Gas prices have risen from $1.34 just under eight years ago, (Hmm, what happened eight years ago?) to a staggering nationwide average of just more than $4—an pproximate 64 percent increase. In an effort to help everyone cope, I’ve put together a little list of five things more expensive than gas. Perhaps it will provide a little perspective and give each of us something to give up instead of our addiction to gas. (Oh, yeah, two oilmen moved to Washington).
Diet Mountain Dew: While not a staple of all diets, I do find the Dew helps me get through a sluggish, hot afternoon. With a 20 oz. bottle running $1.25 in the vending machine, I make that out to be a full $8 dollars a gallon. Which, to me, begs the question: How can soda made in a factory cost more than a fossil fuel pumped out of the ground and refined 12 ways to Sunday?
Milk: This is an easy comparison because both gas and milk come in the standard gallon—even if milk is a product that has its own artificial price controls.
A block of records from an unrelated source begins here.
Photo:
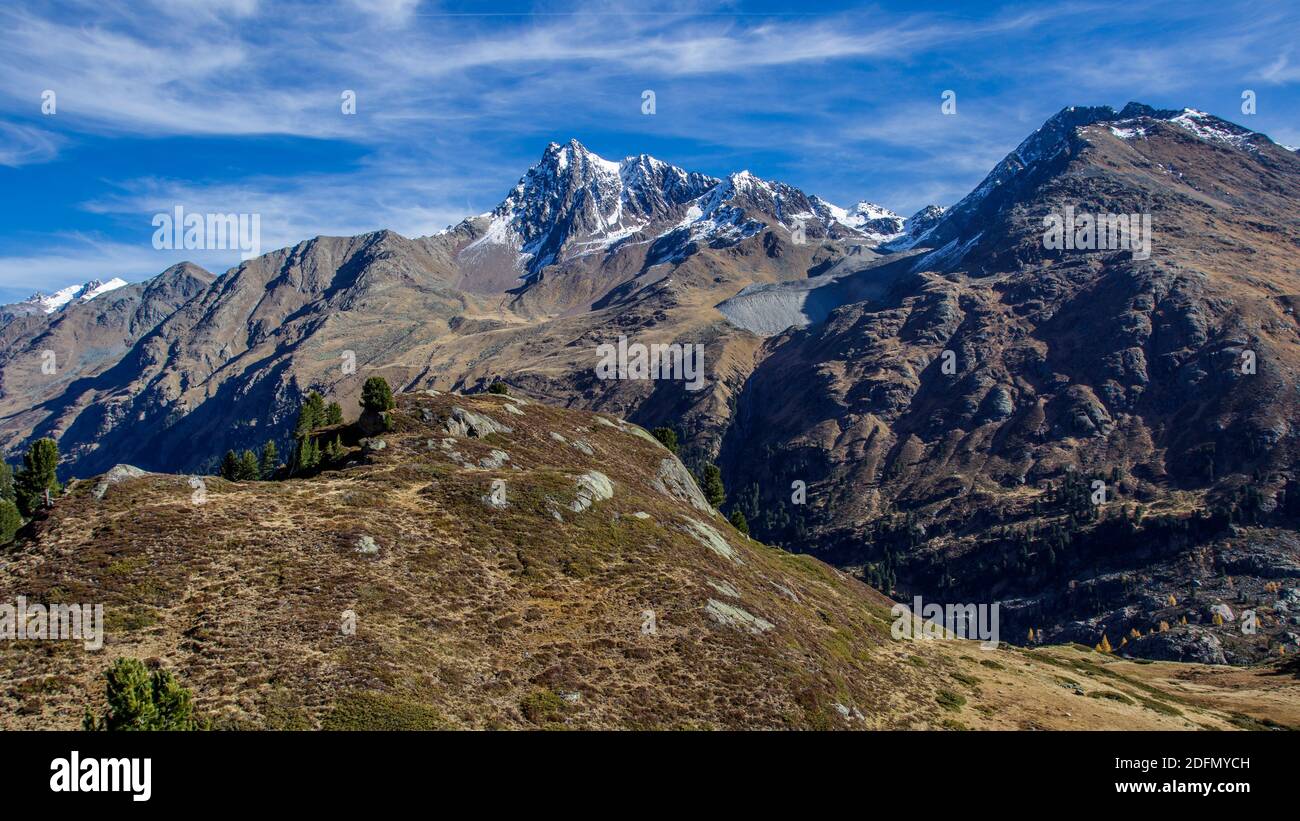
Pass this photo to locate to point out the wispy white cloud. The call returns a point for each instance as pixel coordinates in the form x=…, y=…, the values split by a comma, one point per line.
x=21, y=144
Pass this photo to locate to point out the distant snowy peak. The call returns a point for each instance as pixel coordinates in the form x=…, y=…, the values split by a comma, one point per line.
x=1054, y=139
x=875, y=222
x=40, y=303
x=915, y=229
x=576, y=202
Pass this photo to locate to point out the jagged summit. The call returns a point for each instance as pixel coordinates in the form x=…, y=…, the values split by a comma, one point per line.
x=575, y=203
x=43, y=303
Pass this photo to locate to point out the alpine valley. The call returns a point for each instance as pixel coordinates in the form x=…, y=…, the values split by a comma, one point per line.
x=936, y=404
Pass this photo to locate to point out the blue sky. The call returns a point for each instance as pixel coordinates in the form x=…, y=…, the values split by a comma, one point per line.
x=235, y=105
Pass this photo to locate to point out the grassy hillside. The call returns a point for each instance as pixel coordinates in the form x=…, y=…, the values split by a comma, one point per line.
x=516, y=565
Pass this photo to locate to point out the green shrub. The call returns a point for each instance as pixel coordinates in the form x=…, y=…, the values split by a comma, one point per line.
x=542, y=707
x=380, y=711
x=139, y=700
x=950, y=700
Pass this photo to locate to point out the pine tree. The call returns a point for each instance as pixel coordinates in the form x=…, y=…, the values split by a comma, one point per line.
x=248, y=468
x=667, y=437
x=711, y=485
x=269, y=461
x=334, y=450
x=311, y=415
x=307, y=455
x=11, y=520
x=334, y=413
x=230, y=467
x=138, y=700
x=38, y=474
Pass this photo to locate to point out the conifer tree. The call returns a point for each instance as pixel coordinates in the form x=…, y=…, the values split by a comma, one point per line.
x=38, y=474
x=711, y=485
x=248, y=468
x=230, y=467
x=11, y=520
x=269, y=461
x=334, y=413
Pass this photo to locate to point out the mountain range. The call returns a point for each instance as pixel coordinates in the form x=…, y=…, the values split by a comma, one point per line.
x=943, y=386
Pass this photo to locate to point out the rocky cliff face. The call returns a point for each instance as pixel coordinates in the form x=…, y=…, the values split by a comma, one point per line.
x=996, y=366
x=947, y=387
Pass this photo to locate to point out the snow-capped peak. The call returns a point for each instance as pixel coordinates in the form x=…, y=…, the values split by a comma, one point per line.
x=74, y=292
x=575, y=202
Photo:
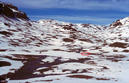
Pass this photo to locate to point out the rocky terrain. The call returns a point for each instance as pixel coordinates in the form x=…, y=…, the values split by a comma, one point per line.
x=49, y=51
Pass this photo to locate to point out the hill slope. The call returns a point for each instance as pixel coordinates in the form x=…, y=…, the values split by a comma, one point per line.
x=50, y=50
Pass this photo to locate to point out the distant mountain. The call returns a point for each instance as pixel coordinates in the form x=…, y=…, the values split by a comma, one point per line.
x=50, y=50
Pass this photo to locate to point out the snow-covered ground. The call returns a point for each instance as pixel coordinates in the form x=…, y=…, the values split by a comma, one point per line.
x=49, y=51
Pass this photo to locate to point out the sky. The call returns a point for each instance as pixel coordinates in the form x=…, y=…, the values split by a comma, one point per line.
x=101, y=12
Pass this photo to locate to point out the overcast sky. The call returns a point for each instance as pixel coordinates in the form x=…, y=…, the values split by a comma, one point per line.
x=76, y=11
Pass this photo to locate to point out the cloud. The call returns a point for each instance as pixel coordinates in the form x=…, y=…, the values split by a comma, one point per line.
x=76, y=19
x=73, y=4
A gallon of organic milk was listed on Wegmans supermarket Web site for $5.79. Wegmans started in my home town, Canandaigua, N.Y., so I felt the need to include a mention.
Starbucks Coffee: Who is more evil, Exxon-Mobile or the venti-sized coffee house’s founder Howard Schultz? With a 16 oz. grande cup of joe running $1.98 ($15.84 per gallon), it might just be Schultz. Imagine if I ran the numbers on a shot of expresso. (Okay, I did and a gallon of expresso would cost just shy of $50 a gallon).
Ketchup: I know there isn’t a big outcry about the cost of ketchup (yet), but it seemed more fun to figure out than bottled water or iced tea. A 24 oz. bottle of Annie’s Naturals Ketchup comes in at $2.99 making a whole gallon retail at a price point of $15.94. It is good ketchup, so this one may actually be worth the cost.
Old Spice: Now, I don’t use Old Spice, and probably won’t start doing so at any point in the near future, but I was curious how it ranked on the supply-and-demand-driven consumer market. A 4.25 oz. bottle of the original will cost $4.29. Which, considering the highly intoxicating aroma, may seem worthwhile, but, when the math is all said and done, every dad’s favorite cologne leads the list at $129 per gallon.
In any case, I hope this helped put the gas crisis into perspective. Maybe the point is not that we’re paying too much, maybe the problem is that we’re simply using too much. (And, of course, it’s a good thing cars don’t run on Old Spice, expresso or ketchup.)